Environmental Audit Committee Calls On Government For “Latte Levy”

The Environmental Audit Committee (EAC) has called on the Government to introduce a 25p “latte levy” on disposable coffee cups and for all coffee cups to be recycled by 2023. 

In its latest report – “Disposable Packaging: Coffee Cups” the Committee has called on the Government to:

  • Introduce a 25p “latte levy” on disposable coffee cups, and use the money raised to improve the UK’s recycling ‘binfrastructure’ and reprocessing facilities.
  • Set a target that all disposable coffee cups should be recycled by 2023. If this target is not achieved, the Government should ban disposable coffee cups.
  • Make producers pay more for packaging which is difficult to recycle.
  • Improve labelling to educate consumers about how best to dispose of their cup.

Environmental Audit Committee Chair, Mary Creagh MP, said: “The UK throws away 2.5 billion disposable coffee cups every year; enough to circle the planet five and a half times. Almost none are recycled and half a million a day are littered. Coffee cup producers and distributors have not taken action to rectify this and Government has sat on its hands.

“The UK’s coffee shop market is expanding rapidly, so we need to kick start a revolution in recycling. We’re calling for action to reduce the number of single use cups, promote reusable cups over disposable cups and to recycle all coffee cups by 2023.”

Regarding the coffee cup charge, the EAC explained in its report: Although some coffee shops provide discounts for customers who bring their own cup, uptake of these offers is low at only 1-2% of coffee purchases. The Committee noted the impact on consumer behaviour of the plastic bag charge (which reduced plastic bag usage by over 83% in the first year), and concluded that consumers are more responsive to a charge than a discount.

The Committee is urging the Government to introduce a 25p charge on disposable cups, to be paid for on top of the price of a coffee. The revenue should be used to invest in reprocessing facilities and binfrastructure to ensure that disposable cups and other food and drink packaging is recycled. As the recycling rate for coffee cups improves, the charge could be lowered.

Regarding the 100 percent recycling target, the EAC explained that throws away 2.5 billion disposable coffee cups every year. Almost all are incinerated, exported or landfilled. Half a million cups are littered every day, which spoils our streets, harms our wildlife and pollutes our seas. Coffee cups are difficult to recycle, but not impossible. Industry action has been voluntary, non-committal and slow.

It says: “The Committee urges the Government to set a target that all disposable coffee cups should be recycled by 2023. If this target is not achieved, the Government should ban them.”

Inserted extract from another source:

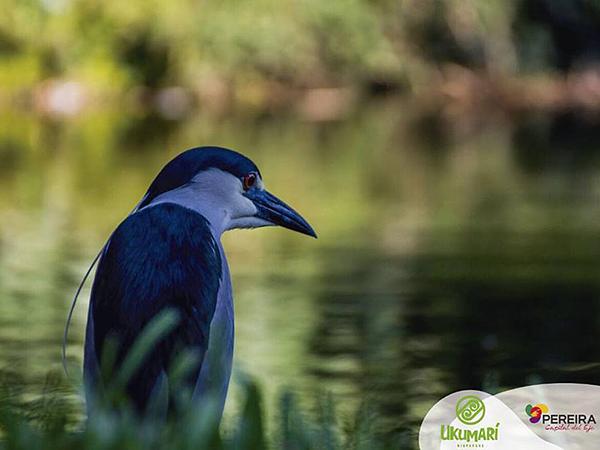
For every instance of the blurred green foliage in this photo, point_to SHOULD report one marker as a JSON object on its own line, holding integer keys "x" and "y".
{"x": 116, "y": 45}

The Committee heard that the UK’s producer responsibility obligations, which aim to make producers financially responsible for the disposal of their packaging, “fail the Ronseal test.” Packaging producers only pay for 10% of the cost of packaging disposal and recycling, leaving taxpayers to pay for the remaining 90%.

The Committee is calling on the Government to adopt a producer responsibility compliance fee structure that rewards design for recyclability and raises charges on packaging that is difficult to recycle.

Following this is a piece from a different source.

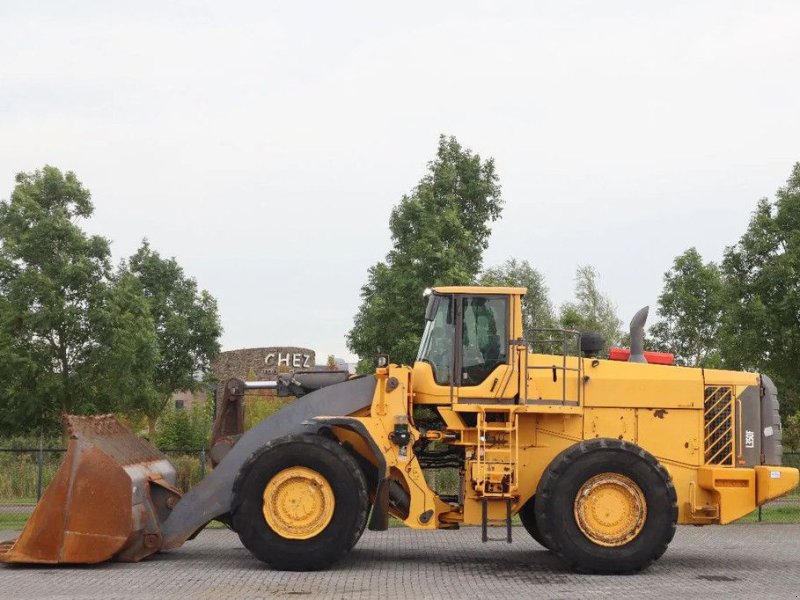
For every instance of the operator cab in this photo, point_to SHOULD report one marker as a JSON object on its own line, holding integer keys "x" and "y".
{"x": 465, "y": 343}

And on labelling the as “recyclable, not recycled”, it added: “Disposable coffee cups are technically recyclable, but most are not recycled. This is because of the cups’ tightly bonded plastic (polyethylene) liner and the complications of recycling packaging contaminated by food or drink.

“The UK only has three recycling facilities that can split out the paper and plastic components of coffee cups for recycling. This results in less than 1% of coffee cups being recycled. Most people, however, dispose of their coffee cups in recycling bins believing that they will be recycled.”

The Committee has therefore called on the Government to require coffee cups from cafes without in-store recycling systems to be printed with “not widely recycled” labels to boost consumer awareness. Cafes with in-store recycling systems should print their cups with “recyclable in store only.”